The Government’s push to increase competition in financial services is breaking down the longstanding barriers to entry that have protected the major banks’ structural advantages. The ACCC’s residential mortgage products price inquiry, mandatory comprehensive credit reporting, open banking, more flexible licensing options and proposed legislation to ease bank ownership restrictions will all support financial services innovation and encourage greater competition. New entrants are leveraging opportunities to address gaps in the market, not only with purely digital offerings but also solutions that combine digital with traditional banking values and expertise.
The regulatory and policy agenda on competition must balance the risks and opportunities posed by technology innovation. While technology offers the banks new opportunities, it also brings new strategic risks such as cyber security. New risks in turn require new governance and risk management processes, and add to the banks’ costs; for example, the rising cost of effective cybersecurity.
Increased competition also places greater pressure on conduct and lending standards as banks compete harder for new business.
Conduct and culture
The banks must also respond to a far-reaching conduct and culture agenda.
The Royal Commission has highlighted ongoing problems with bank culture, governance and remuneration. Evidence presented to the Royal Commission points to breaches of customer trust by banks and a failure to protect customers from conflicts of interest arising from staff and broker remuneration models. It remains to be seen to what extent the Commission’s recommendations will impact the banks’ future operations and business models.
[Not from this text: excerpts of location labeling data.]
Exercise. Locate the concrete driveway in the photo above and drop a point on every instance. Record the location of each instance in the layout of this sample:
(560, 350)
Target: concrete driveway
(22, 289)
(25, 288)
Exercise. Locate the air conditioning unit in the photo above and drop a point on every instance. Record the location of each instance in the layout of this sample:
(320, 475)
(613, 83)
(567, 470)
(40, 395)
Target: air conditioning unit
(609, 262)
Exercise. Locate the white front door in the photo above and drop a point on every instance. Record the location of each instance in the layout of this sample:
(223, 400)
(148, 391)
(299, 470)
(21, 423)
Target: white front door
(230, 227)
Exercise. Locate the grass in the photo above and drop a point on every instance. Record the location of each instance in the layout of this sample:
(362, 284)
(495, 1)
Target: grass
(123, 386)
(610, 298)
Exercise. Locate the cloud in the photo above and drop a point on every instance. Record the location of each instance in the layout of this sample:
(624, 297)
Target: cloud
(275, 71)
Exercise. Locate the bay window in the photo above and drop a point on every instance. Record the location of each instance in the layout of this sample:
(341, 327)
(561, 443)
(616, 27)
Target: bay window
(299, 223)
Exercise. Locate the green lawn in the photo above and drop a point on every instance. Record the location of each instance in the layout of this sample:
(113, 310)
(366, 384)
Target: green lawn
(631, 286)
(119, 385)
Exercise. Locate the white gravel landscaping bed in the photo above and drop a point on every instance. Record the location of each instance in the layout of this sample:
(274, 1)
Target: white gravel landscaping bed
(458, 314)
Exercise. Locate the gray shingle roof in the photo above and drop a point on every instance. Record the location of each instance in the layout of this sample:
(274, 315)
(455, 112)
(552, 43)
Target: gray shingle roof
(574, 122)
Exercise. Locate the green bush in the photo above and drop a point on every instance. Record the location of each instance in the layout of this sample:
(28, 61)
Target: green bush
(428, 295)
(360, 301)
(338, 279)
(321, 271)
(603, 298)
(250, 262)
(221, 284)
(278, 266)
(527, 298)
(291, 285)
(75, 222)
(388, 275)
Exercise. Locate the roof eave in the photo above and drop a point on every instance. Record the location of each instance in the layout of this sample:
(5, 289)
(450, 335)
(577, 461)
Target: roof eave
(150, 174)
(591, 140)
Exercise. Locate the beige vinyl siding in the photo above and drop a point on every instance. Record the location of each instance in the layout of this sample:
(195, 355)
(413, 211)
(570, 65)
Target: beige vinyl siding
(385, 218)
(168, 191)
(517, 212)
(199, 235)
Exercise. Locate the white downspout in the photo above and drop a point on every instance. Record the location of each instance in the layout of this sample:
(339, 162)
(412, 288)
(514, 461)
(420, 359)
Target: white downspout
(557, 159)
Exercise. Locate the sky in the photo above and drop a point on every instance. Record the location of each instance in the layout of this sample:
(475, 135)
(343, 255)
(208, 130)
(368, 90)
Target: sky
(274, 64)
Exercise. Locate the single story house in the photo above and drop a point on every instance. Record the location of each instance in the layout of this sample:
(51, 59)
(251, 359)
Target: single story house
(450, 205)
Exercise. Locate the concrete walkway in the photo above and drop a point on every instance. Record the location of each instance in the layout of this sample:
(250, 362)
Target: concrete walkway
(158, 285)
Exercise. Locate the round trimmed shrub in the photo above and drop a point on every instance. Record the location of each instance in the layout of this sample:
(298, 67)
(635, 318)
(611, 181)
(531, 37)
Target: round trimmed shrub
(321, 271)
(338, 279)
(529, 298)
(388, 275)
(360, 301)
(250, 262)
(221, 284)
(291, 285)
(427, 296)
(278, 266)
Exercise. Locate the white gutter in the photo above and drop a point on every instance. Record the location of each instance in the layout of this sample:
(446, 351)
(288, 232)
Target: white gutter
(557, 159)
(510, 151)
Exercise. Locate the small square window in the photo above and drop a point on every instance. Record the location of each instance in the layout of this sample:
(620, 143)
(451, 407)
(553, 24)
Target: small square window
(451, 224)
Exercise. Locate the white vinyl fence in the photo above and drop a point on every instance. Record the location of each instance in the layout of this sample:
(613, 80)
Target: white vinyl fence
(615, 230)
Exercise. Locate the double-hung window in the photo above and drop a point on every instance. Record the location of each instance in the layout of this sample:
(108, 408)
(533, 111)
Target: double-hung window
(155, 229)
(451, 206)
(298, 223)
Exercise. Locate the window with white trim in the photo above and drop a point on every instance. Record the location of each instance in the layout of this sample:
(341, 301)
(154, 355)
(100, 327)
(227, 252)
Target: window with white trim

In the meantime, APRA’s review of remuneration practices has identified shortcomings in the design and implementation of performance-based remuneration frameworks. The regulator is now urging institutions to re-evaluate their frameworks and policies. The implementation date of the Banking Executive Accountability Regime (BEAR), aimed at strengthening accountability of senior bank executives, is also fast approaching. All of these requirements will challenge the banks to extract business value from what may be seen as a compliance exercise.